Hi @Nicholas_Bokulich!

That's so odd! These are 18s V4 primers sequenced on a 2x300 Illumina MiSeq. They are colon swabs from dead sea turtles. I have used the same classifier on a different dataset with cloacal swabs/esophageal lavage samples and got decent results from it, which is partially why I was so surprised that this one hasn't been getting any hits. (after looking into it, that dataset gets some better classification but still has 1000 ASVs unclassified)

Do you think I messed something up in processing the dataset?

Thank you for your help!!

Nicholas_Bokulich · April 22, 2025, 8:55pm

Sounds so interesting!

Yes this aligns with what I am seeing: it is not an issue with the classifier itself, but it looks like the input data might have a problem.

It might not be something you did (though you should of course check your workflow). It could just be that the sequencing run quality was poor, or even something could have happened during library preparation.

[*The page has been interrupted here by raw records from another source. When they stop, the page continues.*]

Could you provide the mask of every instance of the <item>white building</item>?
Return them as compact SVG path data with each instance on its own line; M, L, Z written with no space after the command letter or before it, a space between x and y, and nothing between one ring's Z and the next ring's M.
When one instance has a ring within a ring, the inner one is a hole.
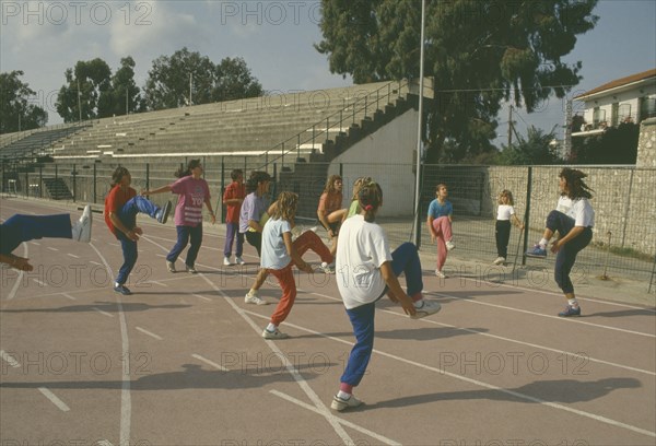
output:
M622 122L640 124L656 117L656 68L608 82L574 101L584 105L584 124L572 129L572 137L601 133ZM576 118L572 119L576 122Z

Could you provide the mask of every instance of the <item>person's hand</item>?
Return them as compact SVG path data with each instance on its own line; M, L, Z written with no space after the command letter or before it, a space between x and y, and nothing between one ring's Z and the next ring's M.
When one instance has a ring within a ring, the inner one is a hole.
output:
M13 256L13 261L10 265L20 271L34 270L34 267L30 265L30 259L26 259L24 257Z

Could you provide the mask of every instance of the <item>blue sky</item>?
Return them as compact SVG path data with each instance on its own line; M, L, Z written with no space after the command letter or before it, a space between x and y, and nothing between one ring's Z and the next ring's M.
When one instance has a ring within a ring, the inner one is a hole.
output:
M37 91L49 124L61 122L54 109L63 72L78 60L104 59L113 70L125 56L137 62L142 86L152 60L187 46L214 62L243 57L265 90L280 93L350 85L330 74L321 39L319 1L9 1L0 0L0 70L22 70ZM419 5L419 0L418 0ZM656 67L656 1L601 0L597 26L579 36L565 61L581 60L584 77L570 96L613 79ZM519 133L536 125L562 125L563 103L515 116ZM497 143L505 141L502 111ZM561 132L559 128L557 130Z

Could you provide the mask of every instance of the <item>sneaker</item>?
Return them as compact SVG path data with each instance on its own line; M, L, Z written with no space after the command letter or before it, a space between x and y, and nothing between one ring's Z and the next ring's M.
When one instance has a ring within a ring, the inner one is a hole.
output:
M578 317L581 316L581 306L574 308L572 305L567 305L563 312L558 314L560 317Z
M414 309L417 309L417 313L414 314L414 316L410 317L412 319L420 319L422 317L434 315L435 313L440 312L442 309L442 305L440 305L437 302L424 301L422 298L421 301L414 303Z
M269 331L265 328L262 331L262 338L265 339L288 339L290 336L288 333L283 333L278 328L276 331Z
M129 296L130 294L132 294L132 292L130 291L129 287L127 287L126 285L115 285L114 286L114 291L116 291L117 293L122 294L124 296Z
M164 204L164 208L161 208L157 212L156 212L156 219L160 223L164 224L166 223L166 221L168 220L168 214L171 213L171 201L166 201L166 204Z
M72 238L78 242L89 243L91 242L91 224L93 223L93 214L91 213L91 206L86 204L82 216L71 227Z
M250 293L250 291L246 293L244 302L253 305L269 305L267 301L257 295L257 291L255 293Z
M540 245L536 245L532 249L526 251L526 257L536 257L538 259L547 258L547 249L542 248Z
M323 261L321 269L326 274L335 274L335 262L326 263L325 261Z
M330 409L341 412L344 409L356 408L362 404L364 404L364 402L360 401L353 395L351 395L351 398L347 400L336 395L335 397L332 397L332 403L330 404Z

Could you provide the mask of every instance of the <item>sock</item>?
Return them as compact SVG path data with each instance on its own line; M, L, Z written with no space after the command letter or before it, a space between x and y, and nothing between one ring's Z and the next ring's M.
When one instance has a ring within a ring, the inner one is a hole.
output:
M337 398L341 398L343 400L348 400L349 398L351 398L351 394L347 394L343 390L340 390L337 392Z

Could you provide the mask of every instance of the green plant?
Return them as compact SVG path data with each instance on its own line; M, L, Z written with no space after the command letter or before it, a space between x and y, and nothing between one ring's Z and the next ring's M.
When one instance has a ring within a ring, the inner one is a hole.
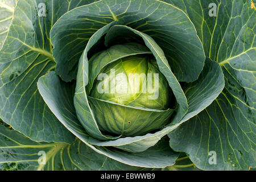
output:
M0 24L1 169L255 167L251 1L0 1L11 19ZM105 92L117 85L129 92Z

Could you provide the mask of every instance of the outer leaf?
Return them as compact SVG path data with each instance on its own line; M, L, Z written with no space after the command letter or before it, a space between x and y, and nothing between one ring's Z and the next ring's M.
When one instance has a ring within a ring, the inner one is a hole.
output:
M76 78L78 56L89 39L113 22L153 38L161 45L178 80L197 78L205 56L195 27L183 11L159 1L102 0L65 14L51 31L56 71L64 80Z
M225 88L210 106L169 135L171 147L188 153L201 169L256 166L256 19L250 6L250 1L221 1L210 56L221 67ZM181 136L183 132L187 135ZM184 142L178 146L177 140ZM217 165L209 164L210 151L216 152Z
M60 121L83 142L98 153L127 164L150 168L163 168L172 165L177 158L178 153L170 150L166 138L156 144L159 140L156 141L156 138L161 138L168 133L166 129L164 129L163 132L148 134L143 136L120 138L114 141L101 142L90 137L76 117L75 107L72 106L73 96L70 94L72 92L71 90L72 86L62 81L53 72L40 78L38 84L44 100ZM175 127L170 127L172 129ZM139 146L139 148L138 146ZM152 146L154 146L147 149ZM138 148L147 150L142 152L132 153L117 150L113 146L134 151L138 150Z
M0 50L2 49L16 5L16 0L0 1Z
M202 42L205 56L209 57L209 49L212 41L212 35L215 27L216 18L210 16L209 6L215 3L218 9L224 5L218 4L218 0L163 0L167 3L174 5L183 10L188 16L196 29L197 35ZM227 2L230 1L227 1ZM212 9L212 7L210 6ZM226 10L229 11L226 6ZM217 26L225 27L225 24L216 24Z
M94 138L100 139L100 140L109 140L117 139L121 137L121 136L112 136L107 135L103 135L97 124L94 113L92 110L89 101L87 98L87 94L85 90L85 86L88 82L88 52L90 49L102 38L102 36L109 31L110 28L113 24L116 23L109 24L102 28L98 30L90 39L83 54L81 56L79 65L79 71L77 73L77 79L76 81L76 93L74 96L74 105L76 108L76 114L78 119L81 123L83 125L87 132ZM132 32L135 32L134 34L139 35L143 38L146 46L151 49L152 53L154 55L159 65L160 71L165 75L169 82L170 87L172 88L174 94L175 96L177 102L179 104L177 107L177 111L172 122L170 124L171 126L178 122L180 119L182 118L187 110L187 99L184 94L184 93L176 79L174 75L171 72L171 69L168 66L168 62L164 57L163 51L158 47L154 40L144 34L141 33L131 28L126 26L118 26L115 27L121 28L122 29L127 29ZM111 32L111 31L110 31ZM106 42L109 40L108 34L106 37ZM106 43L108 44L108 43ZM155 47L152 47L152 45ZM48 89L49 90L49 89ZM51 92L51 89L47 92ZM55 113L53 112L53 113ZM165 130L156 132L154 134L148 134L144 136L139 136L134 138L130 138L130 139L120 138L113 142L115 144L112 144L112 146L121 145L123 149L129 151L133 151L134 152L142 151L148 147L153 146L163 136L166 135L169 131L176 128L178 124L175 126L167 127ZM148 143L148 138L150 138L150 142ZM153 141L152 141L153 140ZM97 145L102 145L102 143L104 146L109 146L110 143L113 142L96 142L99 144ZM143 143L143 144L142 144Z
M49 35L52 26L67 11L88 1L46 1L46 17L38 16L40 2L17 3L0 52L0 117L34 140L71 142L74 136L49 110L36 82L55 67Z
M46 163L39 164L43 162L43 154L46 155ZM0 124L0 171L140 169L146 169L127 166L99 154L79 139L71 144L35 142Z

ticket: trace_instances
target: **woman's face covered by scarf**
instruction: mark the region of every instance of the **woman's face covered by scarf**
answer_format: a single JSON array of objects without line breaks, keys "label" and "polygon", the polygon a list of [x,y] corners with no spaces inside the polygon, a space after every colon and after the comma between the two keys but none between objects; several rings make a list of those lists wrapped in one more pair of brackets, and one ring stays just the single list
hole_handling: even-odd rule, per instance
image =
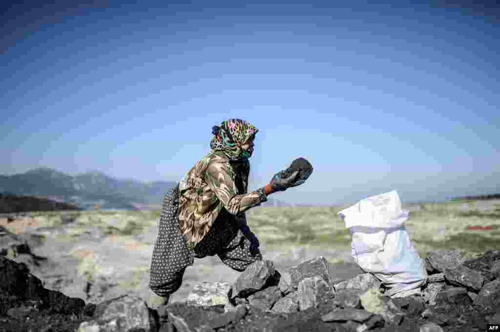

paperwolf · April 23, 2025, 3:52pm

Hi @Nicholas_Bokulich!

Do you think there is any way to salvage any data from this? Or is it all just trash? This is all data that was sequenced like two years ago that I need to finish processing and so I just need to make the best out of it as much as possible.

I looked again at my cutadapt and dada2 stats and I realized that the amount of reads merging isn't the highest, so I might try to mess with that and see if it will improve anything?
18sV4_STG_stats-dada2_Truncated4.qzv (1.2 MB)
18sV4_STG_TrimmedReads_demux.qzv (326.4 KB)

Thank you for your help!

Nicholas_Bokulich · April 24, 2025, 6:16pm

I only looked at a snippet of the data and it did not look good. But it might have just been a bad subsample. You would need to check a larger batch to decide, but based on your description above it sounds like the data as they are might not be usable.

Indeed, the % merged looks pretty bad. Still, it's a mystery why those that merge have no hits in the database. But you might try using single-end reads only to see what happens, you will not have merge issues and maybe you could recover some useful data from this.

Good luck!

paperwolf · April 25, 2025, 5:42pm

Thank you so much for your help @Nicholas_Bokulich ! And thank you to @SoilRotifer and @colinbrislawn for also assisting earlier! Much appreciated!

system · May 26, 2025, 11:43pm

This topic was automatically closed 31 days after the last reply. New replies are no longer allowed.